Heart Attack Grill - Las Vegas

This is probably good news:

WASHINGTON — Criticism over new cholesterol treatment recommendations appears to be growing, judging by remarks made by cardiologists this week at the annual meeting of the American College of Cardiology, the group that issued the new guideline last November along with the American Heart Association.

Doctors are supposed to use the guideline to help them determine whether to prescribe statins for patients without heart disease to prevent future heart attacks or strokes. But cardiologists complain that a new risk calculator tool — which takes into account age, race, gender, and heart risks such as high blood pressure and cholesterol — overestimates cardiovascular risks, especially in older Americans.

“I don’t know anyone who’s using it,” Dr.
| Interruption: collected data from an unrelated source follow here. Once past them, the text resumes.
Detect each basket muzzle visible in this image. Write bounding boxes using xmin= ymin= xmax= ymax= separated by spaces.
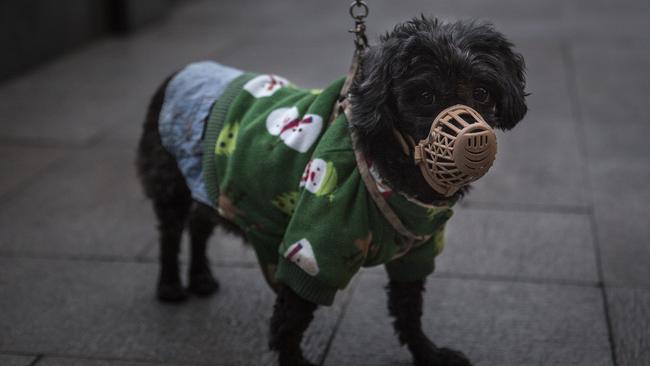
xmin=413 ymin=105 xmax=497 ymax=197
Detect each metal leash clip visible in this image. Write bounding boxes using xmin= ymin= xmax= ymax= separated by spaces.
xmin=349 ymin=0 xmax=369 ymax=51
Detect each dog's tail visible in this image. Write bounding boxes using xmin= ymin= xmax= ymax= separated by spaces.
xmin=135 ymin=73 xmax=191 ymax=203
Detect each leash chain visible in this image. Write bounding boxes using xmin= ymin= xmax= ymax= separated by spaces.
xmin=333 ymin=2 xmax=431 ymax=255
xmin=329 ymin=0 xmax=370 ymax=127
xmin=349 ymin=0 xmax=369 ymax=52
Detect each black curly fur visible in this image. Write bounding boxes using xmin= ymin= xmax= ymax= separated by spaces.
xmin=350 ymin=16 xmax=527 ymax=203
xmin=136 ymin=74 xmax=221 ymax=302
xmin=136 ymin=15 xmax=527 ymax=366
xmin=388 ymin=280 xmax=472 ymax=366
xmin=269 ymin=285 xmax=318 ymax=366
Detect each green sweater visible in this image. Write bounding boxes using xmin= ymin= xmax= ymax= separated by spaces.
xmin=203 ymin=73 xmax=454 ymax=306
Rita Redberg, a cardiologist at UCSF School of Medicine, said during an interview at the meeting. “I still use the old Framingham risk score to assess heart attack risk.” (The latest version of Framingham is more than a decade old and doesn’t predict stroke risk.)

She and others are concerned that the new risk calculator tool will result in more healthy patients being unnecessarily put on statins to prevent heart disease. Brigham and Women’s Hospital researchers estimated that the risk tool overestimated heart risks by 75 to 150 percent in a paper published last fall in the journal Lancet. And a new Duke University analysis published last month in the New England Journal of Medicine predicted that the calculator tool would make 13 million more American adults eligible for statins, including 87 percent of men ages 60 to 75 and 54 percent of women in that age group.
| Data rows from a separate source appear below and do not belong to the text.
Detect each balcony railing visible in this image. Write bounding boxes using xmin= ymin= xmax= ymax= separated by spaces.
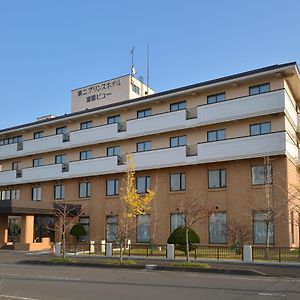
xmin=197 ymin=89 xmax=286 ymax=126
xmin=0 ymin=131 xmax=296 ymax=186
xmin=0 ymin=89 xmax=292 ymax=161
xmin=197 ymin=131 xmax=287 ymax=163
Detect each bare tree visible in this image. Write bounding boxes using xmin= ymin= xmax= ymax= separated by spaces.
xmin=178 ymin=194 xmax=211 ymax=262
xmin=50 ymin=203 xmax=83 ymax=258
xmin=226 ymin=220 xmax=251 ymax=254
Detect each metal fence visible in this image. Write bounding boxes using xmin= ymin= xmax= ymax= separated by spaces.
xmin=252 ymin=247 xmax=300 ymax=262
xmin=174 ymin=245 xmax=243 ymax=260
xmin=62 ymin=242 xmax=300 ymax=262
xmin=111 ymin=243 xmax=167 ymax=257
“The tool puts a far greater percentage of Americans in the high-risk group for heart disease, but that implies a certainty that we don’t really have,” said Dr. Michael Blaha, a clinical research fellow at Johns Hopkins Heart and Vascular Institute, in a presentation he gave at the meeting. “In some ways, it’s a step backward because it puts so much reliance on age to assess risk.”

2 thoughts on “Hmm

  1. You see a lot of nonsense on the web about Big Pharma inventing reasons for people to take drugs so they can make fatter profits. I’ve even seen that said about vaccines, which is a total groaner. (Vaccination has to be taxpayer-subsidized because there’s no profit in it.)
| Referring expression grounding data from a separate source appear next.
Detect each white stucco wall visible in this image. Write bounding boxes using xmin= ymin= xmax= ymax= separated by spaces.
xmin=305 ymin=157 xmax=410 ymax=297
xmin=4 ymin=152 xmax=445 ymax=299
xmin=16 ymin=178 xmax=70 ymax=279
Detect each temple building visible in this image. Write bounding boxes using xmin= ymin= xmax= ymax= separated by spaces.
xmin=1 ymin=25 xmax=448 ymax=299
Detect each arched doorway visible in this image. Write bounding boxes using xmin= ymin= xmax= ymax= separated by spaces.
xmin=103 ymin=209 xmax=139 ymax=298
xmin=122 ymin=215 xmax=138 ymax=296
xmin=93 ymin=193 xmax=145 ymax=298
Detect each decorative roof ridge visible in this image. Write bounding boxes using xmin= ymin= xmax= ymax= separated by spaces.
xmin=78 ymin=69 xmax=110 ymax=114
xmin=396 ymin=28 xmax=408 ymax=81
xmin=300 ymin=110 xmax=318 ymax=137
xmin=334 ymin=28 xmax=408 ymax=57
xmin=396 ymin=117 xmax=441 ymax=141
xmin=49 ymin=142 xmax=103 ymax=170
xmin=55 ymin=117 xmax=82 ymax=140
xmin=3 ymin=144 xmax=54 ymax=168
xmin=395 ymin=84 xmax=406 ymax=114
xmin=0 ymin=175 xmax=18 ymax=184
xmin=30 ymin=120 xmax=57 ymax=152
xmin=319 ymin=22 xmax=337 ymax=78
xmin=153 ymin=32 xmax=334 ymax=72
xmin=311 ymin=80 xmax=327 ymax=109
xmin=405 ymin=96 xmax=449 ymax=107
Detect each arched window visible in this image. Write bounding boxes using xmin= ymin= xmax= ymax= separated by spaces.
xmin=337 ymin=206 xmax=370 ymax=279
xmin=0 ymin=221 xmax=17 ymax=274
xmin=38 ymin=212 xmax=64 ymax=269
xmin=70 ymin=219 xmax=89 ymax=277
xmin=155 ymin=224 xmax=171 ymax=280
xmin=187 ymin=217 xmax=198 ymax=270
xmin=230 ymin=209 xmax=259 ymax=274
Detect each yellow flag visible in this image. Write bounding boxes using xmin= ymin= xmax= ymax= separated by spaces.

    But this looks to me like a clearcut case of Big Pharma moving the goalposts right into the bank. All they changed is the *definition* of who is “sick.” There hasn’t been any breakthrough or new data. So they expanded the pool of customers to all old people and then said the elderly need constant medicating with patented multi-thousand-dollar drugs.

    Ratbags.

  2. dependingon the type of statin, the funny thing is that if you alter cholesterol pools in neurons, you dramatically increase the risk of Alzheimers. Yes, the confounding variable is also that if you decrease the risk of cardiovascular damage (like stroke) you also dramatically reduce the risk of Alzheimers. So you win some you lose some.
    Meanwhile some statins seem to pleiotropically reduce the risk of of Alzheimers — I say that because the statn with the longest hal-like in the blood and the highest cross section for passing th blood brain barrier is least likely to affect Alzheimers progression. Counerintuitive if reducing cholesterol in the brain were important — n fact again, probably rearrangong the pools of ChE is not a good idea anyway, as it leads to more Abeta production via a known mechanism involving the distribution of gamma secretase in lipid rafts.